In A Century Galloped By, a history of the Victoria Racing Club published in 1988, John Pacini writes: “Who ‘owned’ Phar Lap according to the racebook was unimportant. His unofficial owners were the people of Victoria. Thus, when there was an attempt made on the horse’s life on the Saturday prior to the Cup, news of it swept through Melbourne faster than a declaration of war.”

Phar Lap’s team did not want the horse to be a victim of that war. Following his Saturday saunter around Flemington they secretly transported him to a stud nearly 50 miles away in Geelong. He was due to leave there at midday on Tuesday. In yet another scare, the motor of the float that was set to take Phar Lap to Flemington refused to fire up. Only after 30 minutes was it encouraged back to life. As the clock ticked down to the off-time of the Melbourne Cup radio stations repeatedly told listeners that Phar Lap had not arrived at the track and his whereabouts were unknown.

To enormous cheers, Phar Lap arrived at the racecourse 40 minutes before the race was due to start. The rest is history. 

What a history. What a story. What a horse.

Phar Lap: ‘the greatest of all time’

Eight days, four races, four wins. Phar Lap was the thread that held the whole of the 1930 Melbourne Cup Carnival together.
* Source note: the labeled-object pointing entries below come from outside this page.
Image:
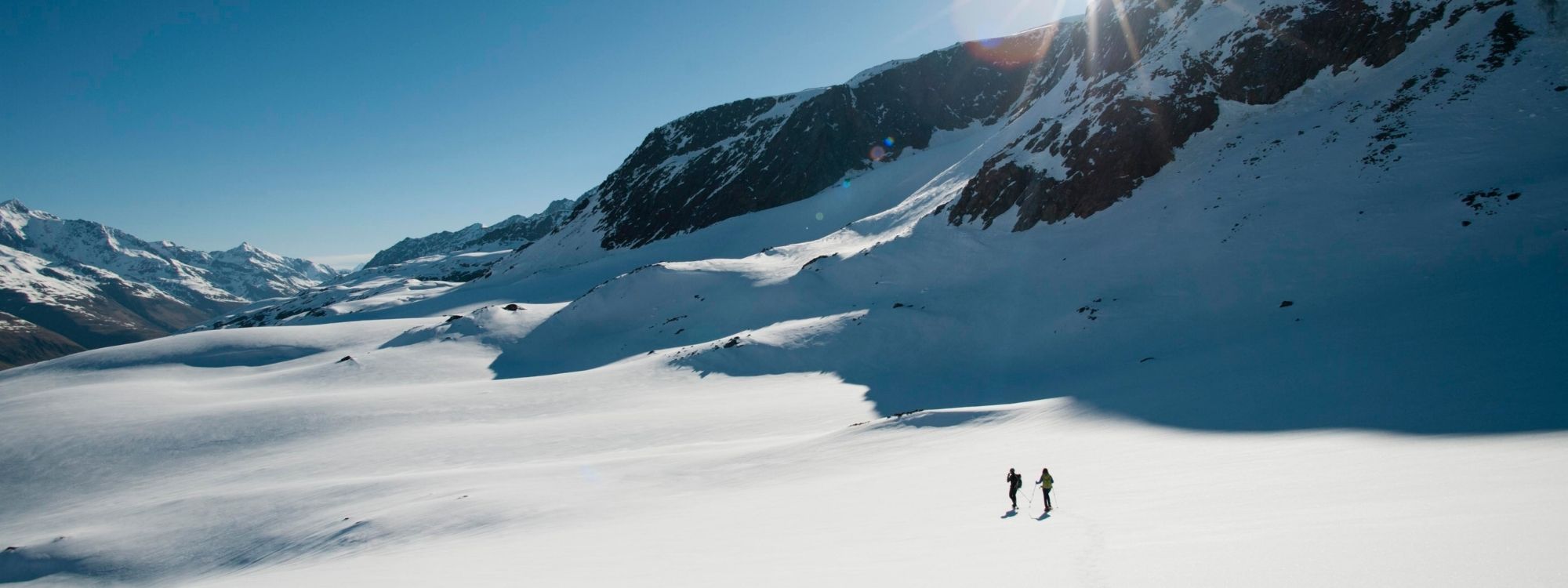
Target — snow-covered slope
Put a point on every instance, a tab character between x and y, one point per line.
514	233
1282	354
410	272
98	286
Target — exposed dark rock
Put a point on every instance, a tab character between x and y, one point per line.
1506	37
1127	137
758	154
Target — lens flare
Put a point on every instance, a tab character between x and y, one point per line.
998	26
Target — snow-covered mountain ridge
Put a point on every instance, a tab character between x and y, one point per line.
408	272
514	233
100	286
1274	354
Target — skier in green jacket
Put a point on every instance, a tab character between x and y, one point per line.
1045	485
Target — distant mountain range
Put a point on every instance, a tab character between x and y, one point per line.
412	270
510	234
70	285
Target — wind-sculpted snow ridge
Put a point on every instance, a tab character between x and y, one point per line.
96	286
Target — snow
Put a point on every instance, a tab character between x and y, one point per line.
724	407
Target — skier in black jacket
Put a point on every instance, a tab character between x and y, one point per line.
1014	484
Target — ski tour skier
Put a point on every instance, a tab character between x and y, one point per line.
1014	484
1045	485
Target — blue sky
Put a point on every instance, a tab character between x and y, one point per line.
333	129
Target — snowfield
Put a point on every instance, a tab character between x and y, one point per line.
1279	363
412	466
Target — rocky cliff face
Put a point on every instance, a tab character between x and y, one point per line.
757	154
1109	117
1084	111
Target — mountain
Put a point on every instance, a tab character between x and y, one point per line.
81	285
412	270
1244	247
27	343
509	234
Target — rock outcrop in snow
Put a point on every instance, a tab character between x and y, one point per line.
81	285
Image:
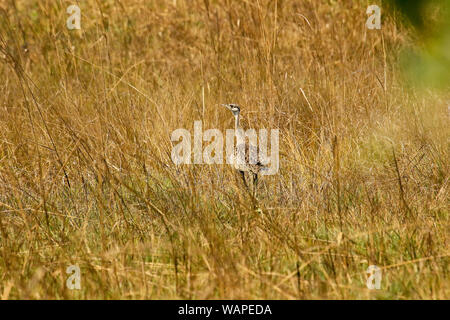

After winning the mile-and-a-quarter Melbourne Stakes on the opening Saturday and then the two-mile Melbourne Cup on the Tuesday, he was back at Flemington on the Thursday to win the Linlithgow Stakes, then a weight-for-age contest over a mile. To round things off he returned on the meeting’s final Saturday to lift the Fisher Plate over a mile and a half.

“I can understand why Telford ran him on all four days – the horse was really tough and in top form,” says Phar Lap expert Geoff Armstrong.

Summing up why he believes Phar Lap stands out above all others, Armstrong says: “Whenever we get a great horse here, whether it’s Tulloch, Kingston Town, Makybe Diva, Black Caviar or Winx, we always say he or she is the greatest horse since Phar Lap. It’s amazing that Phar Lap is the one horse who has entered our culture like no other. 

“I think part of that comes back to the fact he ran during the depression. Part of it comes back to the fact his first great season was 1929 when the media was becoming a big deal thanks to the wireless and newsreels, so people could hear and see him win.

“However, I think the thing that really sets him apart is he is just the greatest racehorse of all time. I don’t think it’s any more complicated than that.”